Still. I really don't think government belongs on our runways any more than in our bedrooms, and I can't imagine that magazines, television, and cinema--all of which have a vast audience, unlike fashion shows, which are attended by a relatively small percentage of the population--would stand for one moment of being told what sort of body types they can and cannot depict. What's more, in all the years I've followed fashion, letters to the editor complaining about overly-thin models would seem to have fallen on deaf ears. It's like this: the editor or the advertising agency wants a certain look, and if a girl fits that image in his or her head, she will get the job, regardless of her lettuce-and-cigarettes lunch, regardless of any bad habits (and yes, I'm talking about drugs), regardless of her cell phone throwing, her chronic tardiness, or her penchant for throwing operatic tantrums. When the big Kate Moss cocaine scandal broke last year and large companies whose products Moss helped sell were tearing up her contracts left and right, pop culture pundits and fashion editors alike wondered if she'd ever work again. But this month, you can open any telephone-book-thick Fall Fashion Issue, and Moss is practically on every other advertising page, selling luxury handbags, pricey jewelry, and plenty of haute couture as though nothing had happened. She fit the images that sprung up in the minds of the image-makers, and thus she became the images on the page once more. Not only do the ad agencies, the designers, the editors, and the companies who make the products not care about the general message this sends to impressionable young people--if you're really thin and photogenic, you'll get all sorts of modeling work, attention, money, and fame, and it doesn't even matter if you take dangerous drugs--they don't really care about Ms. Moss herself, or any of the other pretty young things they'll employ as long as they're workable.
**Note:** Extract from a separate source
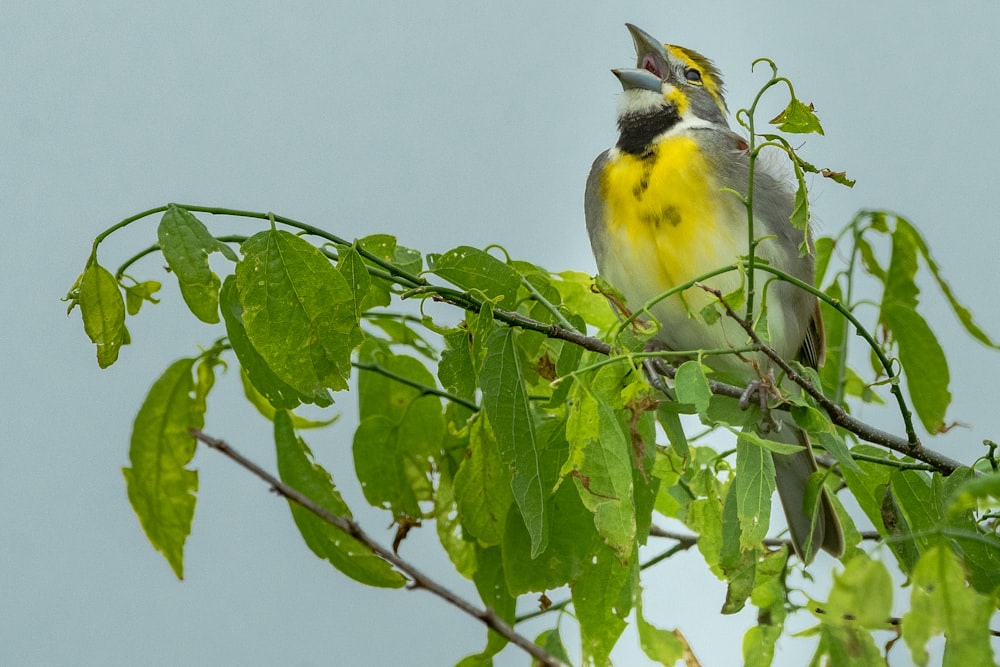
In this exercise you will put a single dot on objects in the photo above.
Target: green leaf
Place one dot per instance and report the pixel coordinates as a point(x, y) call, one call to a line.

They just want that picture.
So perhaps, if we're serious about empowering young women, discouraging unhealthy behavior and eating disorders, and effecting change in the way women are depicted in in advertising, fashion media, television, and movies, we consumers must be the ones to spearhead the sea change. Bearing in mind that advertising = revenue for most media, I wouldn't bother writing to magazines and TV stations to complain about their use of pre-pubesecent wraiths to sell party dresses and cellulite cream. Instead, I'd suggest contacting the companies that advertise therein, telling them you won't buy their products until the media in which they advertise cease and desist with the emaciated mannequins. Conversely, when you come across an ad (or a movie or TV show or magazine feature) with images offering positive role models for young women, send an e-mail of thanks and support.
You never know: by the time my lads have a few daughters, it might be safe to let them read Vogue or even attend the odd runway show with their fashion-obsessed Grand-mère.